In Deutschland ist der Zugang zu Kapital aufgrund der schwierigen Marktbedingungen beeinträchtigt. Die Beleihungsquote sinkt derzeit von 60 % auf 50 %. Dies führt dazu, dass Immobilien mit geringer Energieeffizienz ein höheres Risiko für den Cashflow darstellen und daher ohne ausreichendes Eigenkapital keine Finanzierung erhalten. Insgesamt sieht sich die deutsche Immobilienbranche mit einem schleppenden Wachstum und drastischen Investitionsanforderungen konfrontiert, um die ESG-Konformität neuer und bestehender Immobilien zu gewährleisten. Auch der Entwicklung des Jahres 2025 stehen die Befragten skeptisch gegenüber.
Auswirkungen von ESG-Aspekten auf Vermögenswerte wachsen
In Europa hat die Immobilienbranche mit einem durch Inflationsdruck und hoher Zinsbelastung zu kämpfen. Zudem sind vier Fünftel der Befragten der Meinung, dass sich ESG-Aspekte in den nächsten 12 bis 18 Monaten wesentlich auf die Bewertungen von Vermögenswerten auswirken werden. Bis 2050, so die Erwartung, sollen die ESG-Kriterien sogar den größten Einfluss auf Immobilien haben werden. Damit einhergehend, ist davon auszugehen, dass globale Megatrends wie Klimawandel, Digitalisierung und Demografie den Appetit der Investoren auf Nischensektoren anregen. Anhand der Studie sind neue Energieinfrastrukturen (1), Datenzentren (2) und das Gesundheitswesen (3) die Bereiche, in die künftig am meisten investiert werden wird.

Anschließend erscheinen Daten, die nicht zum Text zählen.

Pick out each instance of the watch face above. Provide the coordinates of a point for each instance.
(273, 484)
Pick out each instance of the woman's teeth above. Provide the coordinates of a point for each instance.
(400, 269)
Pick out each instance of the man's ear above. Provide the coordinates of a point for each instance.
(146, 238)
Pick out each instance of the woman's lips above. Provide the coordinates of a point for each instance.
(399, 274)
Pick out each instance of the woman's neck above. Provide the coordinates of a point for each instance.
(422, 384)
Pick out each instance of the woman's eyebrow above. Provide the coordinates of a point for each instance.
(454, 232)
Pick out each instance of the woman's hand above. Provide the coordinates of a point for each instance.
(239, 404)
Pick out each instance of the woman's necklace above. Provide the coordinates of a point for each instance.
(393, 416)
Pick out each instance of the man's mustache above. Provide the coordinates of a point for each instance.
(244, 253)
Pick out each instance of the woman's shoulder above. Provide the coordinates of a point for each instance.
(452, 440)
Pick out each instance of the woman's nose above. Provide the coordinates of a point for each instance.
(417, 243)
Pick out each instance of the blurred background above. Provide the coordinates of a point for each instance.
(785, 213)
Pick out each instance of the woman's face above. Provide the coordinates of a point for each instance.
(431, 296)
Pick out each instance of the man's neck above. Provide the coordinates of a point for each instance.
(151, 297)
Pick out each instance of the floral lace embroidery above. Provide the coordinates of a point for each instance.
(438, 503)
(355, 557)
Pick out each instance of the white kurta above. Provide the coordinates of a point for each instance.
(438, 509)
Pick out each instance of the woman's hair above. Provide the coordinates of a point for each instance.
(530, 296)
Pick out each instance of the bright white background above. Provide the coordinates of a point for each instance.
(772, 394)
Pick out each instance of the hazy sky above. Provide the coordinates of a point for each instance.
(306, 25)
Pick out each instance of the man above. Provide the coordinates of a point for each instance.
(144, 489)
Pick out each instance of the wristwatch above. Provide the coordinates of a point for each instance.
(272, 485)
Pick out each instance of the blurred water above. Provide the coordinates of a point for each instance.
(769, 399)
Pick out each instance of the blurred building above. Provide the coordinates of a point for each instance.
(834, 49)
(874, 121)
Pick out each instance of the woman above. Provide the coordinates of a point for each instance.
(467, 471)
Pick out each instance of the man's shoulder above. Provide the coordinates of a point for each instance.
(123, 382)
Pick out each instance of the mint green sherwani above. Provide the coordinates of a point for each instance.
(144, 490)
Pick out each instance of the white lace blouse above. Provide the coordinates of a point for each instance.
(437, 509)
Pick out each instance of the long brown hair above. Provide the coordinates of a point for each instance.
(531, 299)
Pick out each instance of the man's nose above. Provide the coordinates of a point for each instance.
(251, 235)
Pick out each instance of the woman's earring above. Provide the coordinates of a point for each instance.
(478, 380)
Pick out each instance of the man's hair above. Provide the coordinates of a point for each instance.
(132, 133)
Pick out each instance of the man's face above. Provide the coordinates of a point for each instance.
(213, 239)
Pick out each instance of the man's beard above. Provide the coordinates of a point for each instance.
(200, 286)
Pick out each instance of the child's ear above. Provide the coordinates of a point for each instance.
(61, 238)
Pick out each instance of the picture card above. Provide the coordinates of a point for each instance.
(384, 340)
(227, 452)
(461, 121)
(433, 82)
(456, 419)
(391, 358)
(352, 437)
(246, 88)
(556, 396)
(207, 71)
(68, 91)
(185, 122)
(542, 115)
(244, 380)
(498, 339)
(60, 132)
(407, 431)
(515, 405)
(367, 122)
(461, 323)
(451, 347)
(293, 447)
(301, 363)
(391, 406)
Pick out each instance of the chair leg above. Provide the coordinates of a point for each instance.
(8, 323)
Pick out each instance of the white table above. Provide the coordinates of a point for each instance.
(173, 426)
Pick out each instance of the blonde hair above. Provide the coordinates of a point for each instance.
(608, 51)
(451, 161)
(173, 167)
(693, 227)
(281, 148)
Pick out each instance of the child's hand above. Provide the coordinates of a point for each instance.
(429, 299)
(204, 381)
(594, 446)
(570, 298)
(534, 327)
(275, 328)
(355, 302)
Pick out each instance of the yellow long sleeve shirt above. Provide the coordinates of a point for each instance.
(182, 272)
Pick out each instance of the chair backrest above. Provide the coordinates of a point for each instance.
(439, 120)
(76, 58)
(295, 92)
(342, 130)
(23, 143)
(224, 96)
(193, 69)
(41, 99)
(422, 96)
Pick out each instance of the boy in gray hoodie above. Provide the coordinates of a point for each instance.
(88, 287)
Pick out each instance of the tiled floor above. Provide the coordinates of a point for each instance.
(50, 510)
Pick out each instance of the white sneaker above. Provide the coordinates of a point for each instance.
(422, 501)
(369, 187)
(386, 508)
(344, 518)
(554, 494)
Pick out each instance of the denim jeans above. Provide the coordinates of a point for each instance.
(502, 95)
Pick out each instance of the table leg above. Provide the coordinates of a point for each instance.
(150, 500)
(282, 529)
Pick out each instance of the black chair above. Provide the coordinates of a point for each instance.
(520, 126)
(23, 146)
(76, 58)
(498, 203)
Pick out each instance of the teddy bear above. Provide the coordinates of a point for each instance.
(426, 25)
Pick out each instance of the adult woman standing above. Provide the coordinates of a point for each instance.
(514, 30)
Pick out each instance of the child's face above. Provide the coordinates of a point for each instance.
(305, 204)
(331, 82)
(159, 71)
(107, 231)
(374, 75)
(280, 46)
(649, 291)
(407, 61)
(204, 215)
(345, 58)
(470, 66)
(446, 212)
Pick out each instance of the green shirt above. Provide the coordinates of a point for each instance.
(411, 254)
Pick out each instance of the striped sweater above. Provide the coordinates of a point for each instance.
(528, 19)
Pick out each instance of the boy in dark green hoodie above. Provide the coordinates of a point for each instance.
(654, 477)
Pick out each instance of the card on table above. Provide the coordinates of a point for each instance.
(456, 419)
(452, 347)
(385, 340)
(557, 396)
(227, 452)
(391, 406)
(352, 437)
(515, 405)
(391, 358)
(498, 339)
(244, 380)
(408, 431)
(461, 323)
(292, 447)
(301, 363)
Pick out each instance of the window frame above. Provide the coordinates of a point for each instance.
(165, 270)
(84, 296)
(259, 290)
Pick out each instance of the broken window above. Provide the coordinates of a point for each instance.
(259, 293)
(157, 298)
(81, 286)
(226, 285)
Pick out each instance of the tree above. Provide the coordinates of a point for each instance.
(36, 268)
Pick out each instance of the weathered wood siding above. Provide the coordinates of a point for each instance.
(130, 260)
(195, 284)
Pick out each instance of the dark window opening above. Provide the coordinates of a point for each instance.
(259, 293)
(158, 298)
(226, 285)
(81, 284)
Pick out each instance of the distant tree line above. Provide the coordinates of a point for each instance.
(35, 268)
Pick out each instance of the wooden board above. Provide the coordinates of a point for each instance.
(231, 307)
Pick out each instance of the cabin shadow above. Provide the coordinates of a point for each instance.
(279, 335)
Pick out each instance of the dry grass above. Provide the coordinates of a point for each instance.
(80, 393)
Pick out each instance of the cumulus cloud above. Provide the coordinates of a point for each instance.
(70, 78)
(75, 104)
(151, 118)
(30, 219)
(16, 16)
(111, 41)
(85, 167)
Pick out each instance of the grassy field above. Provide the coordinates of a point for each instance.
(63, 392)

Die mittelfristigen Aussichten für Immobilien entwickelten sich deutlich positiver, davon ausgehend, dass sich die Zinssätze stabilisierten und die wirtschaftliche Unsicherheit weitgehend verschwinde, so die Bilanz von Sabine Georgi. Aus der fortschreitenden Urbanisierung, den technologischen und demografischen Megatrends sowie der zunehmenden Fokussierung von Nutzern und Investoren auf die Faktoren Gesundheit, Wohlbefinden und Nachhaltigkeit ergebe sich eine riesige Chance für die Immobilienwirtschaft.
Hier geht’s zum Download der Studie im PDF-Format »»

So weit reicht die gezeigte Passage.